While over the years, many students have walked the halls, the love for music has remained strong. Seeing students perform and shine with their musical talents serves as a reminder for Miller why she pursued teaching.

“I mean, that’s why I’m a teacher in general, because I get to see students grow and you give them this information, they’re like little sponges, and they just keep receiving and receiving and they grow,” Miller said. “And when they have those ‘aha’ light bulb moments and they connect… it’s so rewarding.”

Students in the chamber orchestra at Mesa Ridge High School will be competing at the state level on April 20.

“So we’re really excited. I think for me, what I think about going into these competitions is just how can I make this experience for our group the best possible, no matter the outcome, even if we don’t get like the highest rating,” Mesa Ridge High School Orchestra Teacher, Jenna Noble, said. “How can I make this experience matter and be memorable for this group of students this year.”

Sheet music was on display while students practiced.

Students must first audition for chamber orchestra, which ranges in grade from freshman to senior year. For freshman Danica Weber, she recalled her experience of trying out for the group.

“So I’ve been doing violin for four years, ever since sixth grade and when I tried out for chamber strings, I was like, ‘Oh my gosh, I’m so nervous. I don’t know if I’m going to get it.’ I was like, so negative about it,” Weber said. “And I made it as a freshman. I was so excited. I was so happy.

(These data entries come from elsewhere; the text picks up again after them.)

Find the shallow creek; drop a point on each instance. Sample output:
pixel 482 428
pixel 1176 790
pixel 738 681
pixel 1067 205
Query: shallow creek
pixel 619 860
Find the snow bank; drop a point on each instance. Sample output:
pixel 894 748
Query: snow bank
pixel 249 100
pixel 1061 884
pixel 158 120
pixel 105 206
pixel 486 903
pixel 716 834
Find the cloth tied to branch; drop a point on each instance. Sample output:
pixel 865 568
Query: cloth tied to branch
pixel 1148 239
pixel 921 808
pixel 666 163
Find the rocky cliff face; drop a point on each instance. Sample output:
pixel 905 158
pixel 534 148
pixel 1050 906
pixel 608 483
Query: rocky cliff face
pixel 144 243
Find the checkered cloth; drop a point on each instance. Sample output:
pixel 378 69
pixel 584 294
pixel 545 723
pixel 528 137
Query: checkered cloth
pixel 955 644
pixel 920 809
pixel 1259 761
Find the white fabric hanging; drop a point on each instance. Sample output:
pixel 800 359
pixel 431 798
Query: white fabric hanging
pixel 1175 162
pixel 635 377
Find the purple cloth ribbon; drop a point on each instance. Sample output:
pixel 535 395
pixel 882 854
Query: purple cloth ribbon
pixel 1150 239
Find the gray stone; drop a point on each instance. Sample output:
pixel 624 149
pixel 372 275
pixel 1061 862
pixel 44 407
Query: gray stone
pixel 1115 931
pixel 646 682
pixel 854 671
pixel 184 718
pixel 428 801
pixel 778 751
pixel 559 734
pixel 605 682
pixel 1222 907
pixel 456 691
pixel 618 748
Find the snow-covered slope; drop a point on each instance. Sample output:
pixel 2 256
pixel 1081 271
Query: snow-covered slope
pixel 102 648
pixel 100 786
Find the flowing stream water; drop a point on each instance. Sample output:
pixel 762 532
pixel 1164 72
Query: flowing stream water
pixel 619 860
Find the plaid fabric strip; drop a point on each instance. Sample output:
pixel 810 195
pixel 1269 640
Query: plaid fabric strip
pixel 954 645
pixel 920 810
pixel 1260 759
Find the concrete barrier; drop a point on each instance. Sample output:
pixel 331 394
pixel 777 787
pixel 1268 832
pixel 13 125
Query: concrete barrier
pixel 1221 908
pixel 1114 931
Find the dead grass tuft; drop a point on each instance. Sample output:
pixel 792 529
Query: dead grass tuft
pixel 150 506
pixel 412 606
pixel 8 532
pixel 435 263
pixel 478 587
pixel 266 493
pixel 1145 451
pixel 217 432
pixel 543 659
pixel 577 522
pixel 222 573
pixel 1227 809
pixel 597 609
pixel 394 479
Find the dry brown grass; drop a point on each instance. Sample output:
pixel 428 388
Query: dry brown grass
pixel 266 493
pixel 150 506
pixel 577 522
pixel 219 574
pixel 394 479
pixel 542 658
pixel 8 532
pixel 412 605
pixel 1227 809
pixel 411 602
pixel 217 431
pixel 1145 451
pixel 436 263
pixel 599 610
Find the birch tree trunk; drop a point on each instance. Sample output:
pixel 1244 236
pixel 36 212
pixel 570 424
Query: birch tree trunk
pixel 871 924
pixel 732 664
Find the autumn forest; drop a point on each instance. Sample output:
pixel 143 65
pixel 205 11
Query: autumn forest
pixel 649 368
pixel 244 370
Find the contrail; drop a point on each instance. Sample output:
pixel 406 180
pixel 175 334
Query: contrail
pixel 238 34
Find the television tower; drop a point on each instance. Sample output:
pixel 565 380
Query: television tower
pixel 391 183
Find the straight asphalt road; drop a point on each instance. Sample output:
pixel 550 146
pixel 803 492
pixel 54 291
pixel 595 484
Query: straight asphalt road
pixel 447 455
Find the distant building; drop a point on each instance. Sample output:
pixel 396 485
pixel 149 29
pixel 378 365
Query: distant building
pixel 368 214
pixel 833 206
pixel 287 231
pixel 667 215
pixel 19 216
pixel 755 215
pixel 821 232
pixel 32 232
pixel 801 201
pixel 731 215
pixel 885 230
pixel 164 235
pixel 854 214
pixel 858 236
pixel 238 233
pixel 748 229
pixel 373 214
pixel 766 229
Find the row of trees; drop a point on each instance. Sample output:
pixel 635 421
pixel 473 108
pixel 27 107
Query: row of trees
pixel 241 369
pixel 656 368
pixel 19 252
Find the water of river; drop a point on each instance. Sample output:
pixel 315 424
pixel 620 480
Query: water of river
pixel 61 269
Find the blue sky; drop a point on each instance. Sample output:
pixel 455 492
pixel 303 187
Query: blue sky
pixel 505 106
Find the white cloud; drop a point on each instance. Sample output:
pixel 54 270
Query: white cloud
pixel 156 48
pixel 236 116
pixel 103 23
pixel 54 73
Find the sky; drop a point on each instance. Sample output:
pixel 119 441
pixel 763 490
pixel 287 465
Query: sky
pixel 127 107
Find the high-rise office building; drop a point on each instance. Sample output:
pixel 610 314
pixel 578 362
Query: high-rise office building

Like it made my whole entire rest of the year.”

On Wednesday afternoon, students were rehearsing and working on different songs that would be played at the state competition.

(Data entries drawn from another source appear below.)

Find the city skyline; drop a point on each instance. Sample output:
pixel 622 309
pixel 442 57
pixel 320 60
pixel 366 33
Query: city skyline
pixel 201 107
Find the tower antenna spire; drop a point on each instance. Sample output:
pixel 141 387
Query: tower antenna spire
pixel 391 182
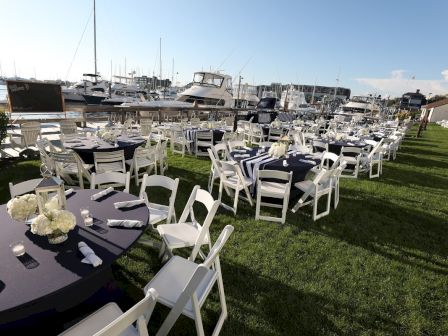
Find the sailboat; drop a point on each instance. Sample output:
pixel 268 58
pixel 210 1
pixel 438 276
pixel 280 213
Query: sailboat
pixel 91 83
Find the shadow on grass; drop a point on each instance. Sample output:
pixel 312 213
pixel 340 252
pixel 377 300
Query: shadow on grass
pixel 301 314
pixel 416 238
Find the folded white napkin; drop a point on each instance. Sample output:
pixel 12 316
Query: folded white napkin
pixel 90 256
pixel 101 193
pixel 308 161
pixel 69 191
pixel 126 204
pixel 129 223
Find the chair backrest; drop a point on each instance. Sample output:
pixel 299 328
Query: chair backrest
pixel 30 132
pixel 111 179
pixel 23 187
pixel 68 127
pixel 201 196
pixel 236 144
pixel 204 136
pixel 109 161
pixel 319 146
pixel 328 158
pixel 139 313
pixel 164 182
pixel 220 150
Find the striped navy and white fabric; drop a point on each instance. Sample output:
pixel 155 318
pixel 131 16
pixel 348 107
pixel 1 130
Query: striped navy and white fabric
pixel 128 223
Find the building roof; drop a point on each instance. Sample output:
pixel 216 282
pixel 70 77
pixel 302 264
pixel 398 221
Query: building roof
pixel 437 103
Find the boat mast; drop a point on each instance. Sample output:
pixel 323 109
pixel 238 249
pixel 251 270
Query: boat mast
pixel 94 36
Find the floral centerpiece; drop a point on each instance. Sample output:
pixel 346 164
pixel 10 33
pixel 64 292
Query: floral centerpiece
pixel 55 224
pixel 340 136
pixel 277 150
pixel 276 123
pixel 107 135
pixel 21 207
pixel 298 122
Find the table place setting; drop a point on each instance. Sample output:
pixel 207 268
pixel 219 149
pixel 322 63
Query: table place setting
pixel 127 223
pixel 101 194
pixel 89 255
pixel 129 204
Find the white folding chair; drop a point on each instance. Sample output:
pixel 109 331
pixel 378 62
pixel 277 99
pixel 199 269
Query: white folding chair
pixel 319 146
pixel 162 156
pixel 273 189
pixel 275 134
pixel 146 127
pixel 183 286
pixel 234 144
pixel 179 142
pixel 110 179
pixel 352 156
pixel 109 161
pixel 30 132
pixel 110 320
pixel 320 186
pixel 335 181
pixel 68 165
pixel 204 140
pixel 23 187
pixel 160 212
pixel 256 133
pixel 144 158
pixel 68 127
pixel 192 233
pixel 233 182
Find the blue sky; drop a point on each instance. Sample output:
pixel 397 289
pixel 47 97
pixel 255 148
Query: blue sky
pixel 383 47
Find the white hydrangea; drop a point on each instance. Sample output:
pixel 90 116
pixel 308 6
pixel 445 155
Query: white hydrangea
pixel 52 221
pixel 20 207
pixel 277 150
pixel 52 204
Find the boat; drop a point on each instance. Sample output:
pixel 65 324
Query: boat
pixel 246 96
pixel 209 89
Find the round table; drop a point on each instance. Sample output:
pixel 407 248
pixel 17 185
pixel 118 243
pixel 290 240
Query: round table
pixel 61 280
pixel 85 147
pixel 335 146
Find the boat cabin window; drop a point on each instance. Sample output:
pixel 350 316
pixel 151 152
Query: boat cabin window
pixel 207 79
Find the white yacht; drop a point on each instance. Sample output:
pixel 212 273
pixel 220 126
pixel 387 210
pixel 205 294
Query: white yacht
pixel 91 83
pixel 247 95
pixel 295 101
pixel 209 89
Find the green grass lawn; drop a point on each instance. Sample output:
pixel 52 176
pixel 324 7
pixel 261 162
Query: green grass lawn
pixel 375 266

“So as far as our daily rehearsal goes, there is kind of competition season rehearsal and then just a regular season rehearsal,” Noble said. “During competition season like this, we usually start our rehearsal with a warmup together and then we work on our competition pieces for the majority of the rehearsal.”

Noble teaches students during practice rehearsal on Wednesday afternoon.

The orchestra program has been around since Mesa Ridge High School first opened its doors in 1997 and continues to bring students who hold a love for music together.

“Nationally, 20% of public schools only have orchestra programs,” Miller said. “So, orchestra is super rare and it’s good to see it continue to grow and having validity in the district.”

Miller expressed why music can play such a significant role in the lives of students.

“Because it allows students to be themselves,” Miller said. “It gives them outlets and outreaches that core classes don’t necessarily give. I think some kids will be connected to math or science, but music uses all parts of the brain.”

Students play their instruments on Wednesday afternoon.

When asked to explain the dynamics of the orchestra group, one student expressed how the group has grown even closer since the start of the school year.

“I generally think that we’re like a second family and we’re just like, so close to each other because even though it hasn’t even been a full year yet,” Mesa Ridge High School Sophomore, Sariyah Phillips, said. “We’ve just grew closer and closer and it’s like the best thing ever.”

Phillips plays the violin and expressed her gratitude for being a member of this special group.

Phillips practicing on Wednesday afternoon.

“When I’m performing, all of my problems just go away,” Phillips said. “It’s like second therapy, I love orchestra.”

WSD3 is fostering a love for music in their students and a love for teaching in their staff.

“I feel honored to work with these kids, honestly,” Noble said. “They teach me things every day that I did not know before, just on how to be a better human and how to just work together as a team. I feel honored to be able to lead this group of students, and I just hope that I am guiding them in the best way that I can.”